Portal N.T: Como foi que as coisas aconteceram?

Marcio: Um dia, em companhia de minha vó, ela perguntou a uma catequista da Igreja do meu bairro como deveria fazer para eu iniciar na catequese. Ela foi bastante solícita, explicou o que deveria ser feito e eu iniciei na catequese, fiz a primeira Eucaristia, contudo, não me sentia ainda vocacionado. Algum tempo depois, em 2013, fui convidado para participar de um encontro vocacional. Eles nos orientam, dão total liberdade de escolha e há aqueles que dizem sim e os que não se sentindo atraídos pelo sacerdócio, descobrem sua vocação para outra profissão. Foi num segundo encontro, em 2014 que comecei a admitir que eu poderia sim, fazer essa experiência e quem sabe, tornar-me um padre.

 

Portal N.T: A vocação não surgiu na família, como já se sabe. Algum padre, quem que de alguma forma te influenciou?

Marcio: O ambiente na Igreja do meu bairro era muito propício. O padre, na realidade, foram dois padres que muito contribuíram. Um deles me dizia que eu seria padre e me chamava carinhosamente de filhote de São Benedito. Não é que esse apelido pegou? Ainda hoje, algumas pessoas me chamam assim. Eles me acolheram e foram muito amáveis comigo. A convivência com eles e com a vida de comunidade e mais o encontro vocacional me ajudaram a discernir.

 

Portal N.T: Quando foi então que você ingressou no Seminário e teve início os estudos?

Marcio: Em 2015 eu já estava no Seminário. Em 2016 iniciei o primeiro período de Filosofia no Seminário Maior, em juiz de Fora. Esse curso tem um período de três anos e meio. Nesse ano, 2018, estou cursando o terceiro ano, como já disse, no Seminário Santo Antônio em Juiz de Fora. Depois de concluídos os estudos de filosofia, se for aprovado pelo Conselho de Formação, estarei iniciando os estudos de Teologia a partir do ano que vem.

 

Portal N.T: Entendo que não se trata de uma competição, mas, a Igreja Católica vem perdendo muitos fiéis para outras religiões de várias denominações. Como o senhor vê essa situação?

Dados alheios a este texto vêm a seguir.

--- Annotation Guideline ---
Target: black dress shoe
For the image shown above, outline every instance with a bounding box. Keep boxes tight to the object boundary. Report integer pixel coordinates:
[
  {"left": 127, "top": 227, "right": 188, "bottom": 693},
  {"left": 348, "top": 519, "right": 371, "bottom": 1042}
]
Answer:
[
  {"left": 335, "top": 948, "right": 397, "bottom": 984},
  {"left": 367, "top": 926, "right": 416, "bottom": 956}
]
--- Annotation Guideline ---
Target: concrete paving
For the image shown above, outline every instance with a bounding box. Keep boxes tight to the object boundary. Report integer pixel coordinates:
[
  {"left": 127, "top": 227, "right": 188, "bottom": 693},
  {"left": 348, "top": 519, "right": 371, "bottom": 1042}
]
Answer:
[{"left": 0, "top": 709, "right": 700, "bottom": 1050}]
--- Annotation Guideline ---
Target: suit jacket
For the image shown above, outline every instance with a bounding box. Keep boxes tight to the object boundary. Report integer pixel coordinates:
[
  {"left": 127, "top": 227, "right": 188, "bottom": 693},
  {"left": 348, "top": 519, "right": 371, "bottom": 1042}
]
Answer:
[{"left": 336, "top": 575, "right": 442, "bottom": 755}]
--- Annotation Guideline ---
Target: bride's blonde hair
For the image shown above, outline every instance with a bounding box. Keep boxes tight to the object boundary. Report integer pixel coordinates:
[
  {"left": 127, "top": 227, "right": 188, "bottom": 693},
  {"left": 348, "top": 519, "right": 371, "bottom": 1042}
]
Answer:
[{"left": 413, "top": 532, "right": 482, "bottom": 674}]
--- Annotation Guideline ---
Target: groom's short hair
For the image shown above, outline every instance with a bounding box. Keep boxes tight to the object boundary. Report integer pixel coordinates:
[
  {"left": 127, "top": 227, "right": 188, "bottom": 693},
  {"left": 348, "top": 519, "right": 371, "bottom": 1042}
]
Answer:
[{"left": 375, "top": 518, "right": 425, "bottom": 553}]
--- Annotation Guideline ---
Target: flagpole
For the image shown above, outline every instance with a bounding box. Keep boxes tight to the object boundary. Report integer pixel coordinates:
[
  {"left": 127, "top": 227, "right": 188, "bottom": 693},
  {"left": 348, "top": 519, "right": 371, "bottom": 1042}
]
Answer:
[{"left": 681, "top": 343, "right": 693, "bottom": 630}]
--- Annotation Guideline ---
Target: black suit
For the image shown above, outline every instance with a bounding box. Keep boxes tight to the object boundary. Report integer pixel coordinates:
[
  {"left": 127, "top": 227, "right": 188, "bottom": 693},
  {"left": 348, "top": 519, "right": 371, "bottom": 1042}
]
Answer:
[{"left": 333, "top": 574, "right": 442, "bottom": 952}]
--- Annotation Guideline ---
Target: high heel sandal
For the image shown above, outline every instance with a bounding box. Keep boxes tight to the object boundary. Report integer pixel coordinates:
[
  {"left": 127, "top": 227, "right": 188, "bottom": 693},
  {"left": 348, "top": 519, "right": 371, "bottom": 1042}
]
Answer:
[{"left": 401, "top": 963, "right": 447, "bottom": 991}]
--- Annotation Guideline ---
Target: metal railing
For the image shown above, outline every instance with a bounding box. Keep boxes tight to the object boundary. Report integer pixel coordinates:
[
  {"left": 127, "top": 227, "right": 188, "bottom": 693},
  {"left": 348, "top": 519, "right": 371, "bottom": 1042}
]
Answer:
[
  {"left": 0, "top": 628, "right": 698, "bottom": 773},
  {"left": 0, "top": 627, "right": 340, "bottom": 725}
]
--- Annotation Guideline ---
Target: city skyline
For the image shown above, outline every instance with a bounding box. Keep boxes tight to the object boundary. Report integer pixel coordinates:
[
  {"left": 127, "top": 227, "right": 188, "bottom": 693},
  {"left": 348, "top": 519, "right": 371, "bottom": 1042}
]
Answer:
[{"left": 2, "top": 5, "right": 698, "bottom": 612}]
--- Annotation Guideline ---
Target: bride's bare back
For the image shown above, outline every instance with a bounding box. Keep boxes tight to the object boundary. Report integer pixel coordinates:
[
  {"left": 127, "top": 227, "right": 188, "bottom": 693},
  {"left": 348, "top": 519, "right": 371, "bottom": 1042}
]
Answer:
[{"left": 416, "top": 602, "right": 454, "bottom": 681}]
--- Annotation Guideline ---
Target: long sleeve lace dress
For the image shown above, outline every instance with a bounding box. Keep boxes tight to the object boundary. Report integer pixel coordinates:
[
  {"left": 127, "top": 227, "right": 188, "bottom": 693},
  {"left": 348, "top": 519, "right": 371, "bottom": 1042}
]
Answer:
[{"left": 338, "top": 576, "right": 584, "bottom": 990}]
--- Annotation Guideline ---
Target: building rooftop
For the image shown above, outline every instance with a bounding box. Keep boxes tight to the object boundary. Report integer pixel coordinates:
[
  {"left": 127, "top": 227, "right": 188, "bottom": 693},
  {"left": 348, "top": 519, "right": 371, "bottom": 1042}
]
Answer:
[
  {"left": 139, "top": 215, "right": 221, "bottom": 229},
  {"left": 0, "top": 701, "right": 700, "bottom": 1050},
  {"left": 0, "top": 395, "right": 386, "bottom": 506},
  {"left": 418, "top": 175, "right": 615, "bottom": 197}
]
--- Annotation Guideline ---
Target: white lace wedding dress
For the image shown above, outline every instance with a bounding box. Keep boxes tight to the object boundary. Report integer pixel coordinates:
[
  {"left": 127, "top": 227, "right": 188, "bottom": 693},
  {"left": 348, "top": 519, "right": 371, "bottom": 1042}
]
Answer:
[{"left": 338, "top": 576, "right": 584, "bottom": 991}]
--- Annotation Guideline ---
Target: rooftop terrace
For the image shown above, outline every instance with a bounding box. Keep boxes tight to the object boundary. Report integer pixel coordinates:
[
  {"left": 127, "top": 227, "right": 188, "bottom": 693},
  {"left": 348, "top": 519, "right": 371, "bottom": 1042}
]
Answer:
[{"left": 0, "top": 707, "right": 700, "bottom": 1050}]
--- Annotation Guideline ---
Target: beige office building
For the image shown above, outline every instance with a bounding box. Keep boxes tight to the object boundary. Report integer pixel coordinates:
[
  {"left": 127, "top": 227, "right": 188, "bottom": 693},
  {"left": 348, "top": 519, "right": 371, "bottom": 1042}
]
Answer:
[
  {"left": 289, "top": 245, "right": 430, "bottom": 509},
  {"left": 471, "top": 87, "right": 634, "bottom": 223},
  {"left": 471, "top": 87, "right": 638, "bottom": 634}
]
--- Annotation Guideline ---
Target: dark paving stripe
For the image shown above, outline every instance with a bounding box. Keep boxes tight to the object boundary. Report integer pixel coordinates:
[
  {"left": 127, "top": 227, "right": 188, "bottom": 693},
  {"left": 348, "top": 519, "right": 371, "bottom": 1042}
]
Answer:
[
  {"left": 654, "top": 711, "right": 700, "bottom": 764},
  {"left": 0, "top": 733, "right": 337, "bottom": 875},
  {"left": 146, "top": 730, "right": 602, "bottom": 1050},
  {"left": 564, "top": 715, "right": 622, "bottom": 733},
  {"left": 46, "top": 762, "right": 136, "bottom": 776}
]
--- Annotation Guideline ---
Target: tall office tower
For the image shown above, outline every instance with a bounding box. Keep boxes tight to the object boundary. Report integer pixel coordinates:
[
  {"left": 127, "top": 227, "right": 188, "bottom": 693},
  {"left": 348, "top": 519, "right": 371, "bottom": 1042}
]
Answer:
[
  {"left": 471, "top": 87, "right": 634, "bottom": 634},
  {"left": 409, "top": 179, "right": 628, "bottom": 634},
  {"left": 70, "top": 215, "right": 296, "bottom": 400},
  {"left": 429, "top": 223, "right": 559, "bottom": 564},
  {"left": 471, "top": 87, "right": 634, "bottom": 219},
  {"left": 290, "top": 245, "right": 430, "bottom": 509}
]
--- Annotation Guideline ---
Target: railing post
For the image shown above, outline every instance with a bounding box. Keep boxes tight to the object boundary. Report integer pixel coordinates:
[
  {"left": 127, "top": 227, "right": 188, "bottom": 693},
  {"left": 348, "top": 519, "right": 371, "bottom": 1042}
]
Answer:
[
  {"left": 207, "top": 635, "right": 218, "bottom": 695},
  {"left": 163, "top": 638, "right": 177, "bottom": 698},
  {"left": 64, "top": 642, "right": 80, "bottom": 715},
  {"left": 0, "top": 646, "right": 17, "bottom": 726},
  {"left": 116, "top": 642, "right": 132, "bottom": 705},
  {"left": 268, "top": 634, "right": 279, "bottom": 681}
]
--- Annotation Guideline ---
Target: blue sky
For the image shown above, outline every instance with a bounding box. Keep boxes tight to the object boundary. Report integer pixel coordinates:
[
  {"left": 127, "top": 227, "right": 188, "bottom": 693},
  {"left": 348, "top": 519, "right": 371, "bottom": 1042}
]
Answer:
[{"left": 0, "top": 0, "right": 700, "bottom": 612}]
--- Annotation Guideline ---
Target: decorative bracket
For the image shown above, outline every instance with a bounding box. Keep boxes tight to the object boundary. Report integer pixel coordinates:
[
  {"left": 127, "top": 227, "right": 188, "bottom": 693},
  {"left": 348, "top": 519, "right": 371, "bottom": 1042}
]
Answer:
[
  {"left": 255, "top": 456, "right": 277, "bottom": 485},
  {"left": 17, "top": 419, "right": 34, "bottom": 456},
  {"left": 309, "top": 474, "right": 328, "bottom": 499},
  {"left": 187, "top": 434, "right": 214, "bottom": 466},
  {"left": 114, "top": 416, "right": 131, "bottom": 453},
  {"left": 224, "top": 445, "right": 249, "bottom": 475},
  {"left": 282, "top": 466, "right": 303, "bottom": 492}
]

Marcio: Isso vem acontecendo mas se você fizer uma análise, aqueles que mudam de religião, que trocam de uma para outra igreja, na verdade não têm  profundo conhecimento e nem vivência da Palavra de Deus. Se dizem católicos, mas facilmente se deixam levar.

 

Portal N.T: Não tenho uma estatística, nem uma informação mais ampla, mas não se trata de hipótese, posso afirmar que esse êxodo de católicos para outras igrejas, aqui em Cachoeira Alegre é uma constatação, é uma realidade. O que está faltando na nossa Igreja?

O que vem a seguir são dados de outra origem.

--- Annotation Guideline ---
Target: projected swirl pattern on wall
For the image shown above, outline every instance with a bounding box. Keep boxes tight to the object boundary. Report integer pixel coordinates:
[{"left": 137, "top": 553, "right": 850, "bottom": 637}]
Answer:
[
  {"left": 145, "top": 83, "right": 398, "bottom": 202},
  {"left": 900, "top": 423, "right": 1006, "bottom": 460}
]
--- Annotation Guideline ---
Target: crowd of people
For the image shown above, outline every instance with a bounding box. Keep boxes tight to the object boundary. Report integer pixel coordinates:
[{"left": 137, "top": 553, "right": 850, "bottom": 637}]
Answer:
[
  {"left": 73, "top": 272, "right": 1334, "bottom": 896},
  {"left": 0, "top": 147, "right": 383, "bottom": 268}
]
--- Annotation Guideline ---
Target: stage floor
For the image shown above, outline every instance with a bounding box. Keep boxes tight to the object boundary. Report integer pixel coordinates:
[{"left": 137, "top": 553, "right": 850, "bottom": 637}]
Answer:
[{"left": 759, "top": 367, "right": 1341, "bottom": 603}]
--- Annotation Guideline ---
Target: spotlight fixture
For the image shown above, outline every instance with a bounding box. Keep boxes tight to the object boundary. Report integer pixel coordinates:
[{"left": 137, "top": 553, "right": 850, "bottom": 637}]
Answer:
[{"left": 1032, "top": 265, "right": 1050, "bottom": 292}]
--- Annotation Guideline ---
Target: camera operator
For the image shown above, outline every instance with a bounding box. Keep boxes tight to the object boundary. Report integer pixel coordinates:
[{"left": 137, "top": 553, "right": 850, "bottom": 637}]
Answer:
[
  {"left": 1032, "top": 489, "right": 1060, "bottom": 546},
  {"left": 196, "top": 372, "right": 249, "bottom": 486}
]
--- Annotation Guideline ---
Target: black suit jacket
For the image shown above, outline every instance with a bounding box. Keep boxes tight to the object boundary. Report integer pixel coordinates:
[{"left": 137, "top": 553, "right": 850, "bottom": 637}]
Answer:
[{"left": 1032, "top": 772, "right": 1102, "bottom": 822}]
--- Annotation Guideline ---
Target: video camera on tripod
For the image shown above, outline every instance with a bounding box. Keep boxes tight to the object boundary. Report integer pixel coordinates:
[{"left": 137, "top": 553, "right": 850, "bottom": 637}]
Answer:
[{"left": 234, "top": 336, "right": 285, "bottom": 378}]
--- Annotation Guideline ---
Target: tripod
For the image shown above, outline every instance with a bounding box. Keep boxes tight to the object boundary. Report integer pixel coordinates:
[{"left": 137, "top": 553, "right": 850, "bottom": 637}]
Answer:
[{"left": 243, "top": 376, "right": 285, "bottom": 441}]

Marcio: Volto a afirmar que é uma questão de formação mesmo. São pessoas que se dizem católicas, mas que não têm raízes. É muito raro alguém que tenha uma vivência de fé deixar a sua Igreja.

 

Portal N.T: O que você diria para um jovem, para alguém que deseja seguir a vida religiosa?

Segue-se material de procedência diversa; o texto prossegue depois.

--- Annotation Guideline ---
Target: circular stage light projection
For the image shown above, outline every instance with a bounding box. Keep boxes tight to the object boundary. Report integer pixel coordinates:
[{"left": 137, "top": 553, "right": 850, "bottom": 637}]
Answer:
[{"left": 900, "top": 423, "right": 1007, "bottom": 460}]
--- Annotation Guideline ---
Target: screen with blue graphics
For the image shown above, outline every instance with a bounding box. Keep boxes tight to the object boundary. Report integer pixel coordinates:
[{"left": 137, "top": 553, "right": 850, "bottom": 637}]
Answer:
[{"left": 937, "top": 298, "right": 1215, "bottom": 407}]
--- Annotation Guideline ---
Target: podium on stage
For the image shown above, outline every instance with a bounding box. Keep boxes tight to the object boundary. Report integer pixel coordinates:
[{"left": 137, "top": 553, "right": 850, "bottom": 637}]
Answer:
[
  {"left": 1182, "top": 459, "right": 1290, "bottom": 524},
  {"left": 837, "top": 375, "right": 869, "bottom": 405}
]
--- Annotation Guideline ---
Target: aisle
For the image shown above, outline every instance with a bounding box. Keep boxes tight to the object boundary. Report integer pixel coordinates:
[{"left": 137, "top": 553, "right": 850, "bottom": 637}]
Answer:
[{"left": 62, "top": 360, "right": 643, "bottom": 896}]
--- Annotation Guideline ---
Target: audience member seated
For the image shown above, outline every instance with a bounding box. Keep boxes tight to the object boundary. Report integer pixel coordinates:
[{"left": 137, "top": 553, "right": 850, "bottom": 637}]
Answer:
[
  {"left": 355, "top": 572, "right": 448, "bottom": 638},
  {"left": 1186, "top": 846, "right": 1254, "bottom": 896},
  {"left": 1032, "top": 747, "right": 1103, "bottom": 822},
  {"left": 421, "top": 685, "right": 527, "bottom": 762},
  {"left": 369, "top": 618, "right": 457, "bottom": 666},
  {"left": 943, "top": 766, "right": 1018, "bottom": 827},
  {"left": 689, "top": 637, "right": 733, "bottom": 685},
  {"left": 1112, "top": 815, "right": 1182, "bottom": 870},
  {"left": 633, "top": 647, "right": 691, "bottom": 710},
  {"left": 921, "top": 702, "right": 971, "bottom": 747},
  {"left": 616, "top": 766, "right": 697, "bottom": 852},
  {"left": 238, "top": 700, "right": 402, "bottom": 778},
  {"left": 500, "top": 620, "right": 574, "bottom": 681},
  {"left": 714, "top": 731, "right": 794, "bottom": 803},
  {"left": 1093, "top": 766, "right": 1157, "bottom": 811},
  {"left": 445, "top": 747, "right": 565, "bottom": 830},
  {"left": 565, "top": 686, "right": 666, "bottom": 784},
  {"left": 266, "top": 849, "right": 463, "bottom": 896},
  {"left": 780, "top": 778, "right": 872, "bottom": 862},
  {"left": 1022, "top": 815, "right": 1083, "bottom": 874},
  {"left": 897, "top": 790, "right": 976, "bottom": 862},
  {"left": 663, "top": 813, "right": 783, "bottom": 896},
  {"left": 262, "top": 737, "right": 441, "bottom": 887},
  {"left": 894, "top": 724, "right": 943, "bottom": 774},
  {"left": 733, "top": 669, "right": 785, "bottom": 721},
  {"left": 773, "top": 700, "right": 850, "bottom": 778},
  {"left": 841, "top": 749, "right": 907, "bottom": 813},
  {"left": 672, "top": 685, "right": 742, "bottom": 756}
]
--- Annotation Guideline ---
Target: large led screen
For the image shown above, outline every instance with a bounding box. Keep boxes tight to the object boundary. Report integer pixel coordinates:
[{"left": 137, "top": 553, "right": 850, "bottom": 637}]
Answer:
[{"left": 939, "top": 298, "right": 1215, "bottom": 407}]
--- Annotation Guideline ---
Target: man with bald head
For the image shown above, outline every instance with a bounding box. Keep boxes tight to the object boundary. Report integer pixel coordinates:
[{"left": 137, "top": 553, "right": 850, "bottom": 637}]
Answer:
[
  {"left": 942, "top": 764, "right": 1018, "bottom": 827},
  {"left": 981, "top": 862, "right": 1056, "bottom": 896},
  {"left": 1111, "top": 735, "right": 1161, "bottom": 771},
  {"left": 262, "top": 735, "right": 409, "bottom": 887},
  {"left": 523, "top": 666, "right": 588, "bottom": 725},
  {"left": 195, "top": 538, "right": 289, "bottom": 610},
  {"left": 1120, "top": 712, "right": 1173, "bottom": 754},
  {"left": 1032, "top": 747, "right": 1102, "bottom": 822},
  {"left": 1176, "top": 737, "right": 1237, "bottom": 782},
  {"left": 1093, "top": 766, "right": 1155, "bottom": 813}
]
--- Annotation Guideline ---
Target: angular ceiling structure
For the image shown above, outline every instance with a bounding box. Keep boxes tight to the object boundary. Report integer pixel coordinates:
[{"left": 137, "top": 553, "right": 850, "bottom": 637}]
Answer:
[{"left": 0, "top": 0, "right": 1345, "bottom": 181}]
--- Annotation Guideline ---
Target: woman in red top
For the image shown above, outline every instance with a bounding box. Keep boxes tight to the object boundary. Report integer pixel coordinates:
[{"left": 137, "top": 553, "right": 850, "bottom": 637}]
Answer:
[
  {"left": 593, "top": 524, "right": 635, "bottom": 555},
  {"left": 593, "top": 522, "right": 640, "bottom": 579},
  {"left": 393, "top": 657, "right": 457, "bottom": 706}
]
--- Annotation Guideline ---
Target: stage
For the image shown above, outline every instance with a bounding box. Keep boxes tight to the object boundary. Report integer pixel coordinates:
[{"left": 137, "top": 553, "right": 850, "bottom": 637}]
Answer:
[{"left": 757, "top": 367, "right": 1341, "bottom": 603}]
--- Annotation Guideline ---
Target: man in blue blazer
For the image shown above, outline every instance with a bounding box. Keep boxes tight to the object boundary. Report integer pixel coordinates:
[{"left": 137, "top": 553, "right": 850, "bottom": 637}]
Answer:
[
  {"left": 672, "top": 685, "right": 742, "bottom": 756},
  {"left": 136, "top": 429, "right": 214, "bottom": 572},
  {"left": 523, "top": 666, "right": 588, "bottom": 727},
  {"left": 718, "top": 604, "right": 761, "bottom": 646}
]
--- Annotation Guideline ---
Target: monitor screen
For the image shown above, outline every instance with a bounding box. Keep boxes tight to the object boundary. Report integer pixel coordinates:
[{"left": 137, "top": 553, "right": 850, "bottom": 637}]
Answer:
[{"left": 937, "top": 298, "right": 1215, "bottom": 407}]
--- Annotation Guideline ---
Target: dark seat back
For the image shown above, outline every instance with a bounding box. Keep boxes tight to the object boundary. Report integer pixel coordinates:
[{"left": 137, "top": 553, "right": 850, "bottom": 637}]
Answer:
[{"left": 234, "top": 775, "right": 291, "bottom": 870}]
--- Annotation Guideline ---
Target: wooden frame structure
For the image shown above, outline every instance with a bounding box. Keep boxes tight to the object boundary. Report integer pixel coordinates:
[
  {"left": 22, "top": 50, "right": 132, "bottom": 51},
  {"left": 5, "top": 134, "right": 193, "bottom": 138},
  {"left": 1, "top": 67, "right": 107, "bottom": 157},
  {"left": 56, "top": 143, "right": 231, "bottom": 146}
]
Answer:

Marcio: Primeiro eu diria que não tenha medo. Segundo, recomendo uma vida de oração. O medo de não corresponder, o medo de não saber falar, vários medos nos rondam. Mas é preciso entender que é Deus quem nos capacita.

 

Portal N.T: Cachoeira é a sede da Paróquia que abrange outras igrejas. Sabemos das nossas carências, das nossas dificuldades. Qual a impressão que o senhor leva da paróquia de São Sebastião?

Marcio: Vou falar especificamente de Cachoeira Alegre, porque não tive nenhum contato com as demais Igrejas. Levo uma boa impressão de Cachoeira Alegre. Um povo muito receptivo, espontâneo, acolhedor e participativo. Gostei imensamente da participação efetiva das pessoas em todas as celebrações. Uma coisa, porém, que me chamou bastante atenção, foi o número de homens que participam, cantam, rezam e se fazem presentes nas procissões e na matriz. Isso não é comum em outras comunidades e é na minha opinião, algo muito positivo. Digo que, se cem vezes eu for designado para trabalhar aqui, cem vezes eu venho com a maior alegria e satisfação.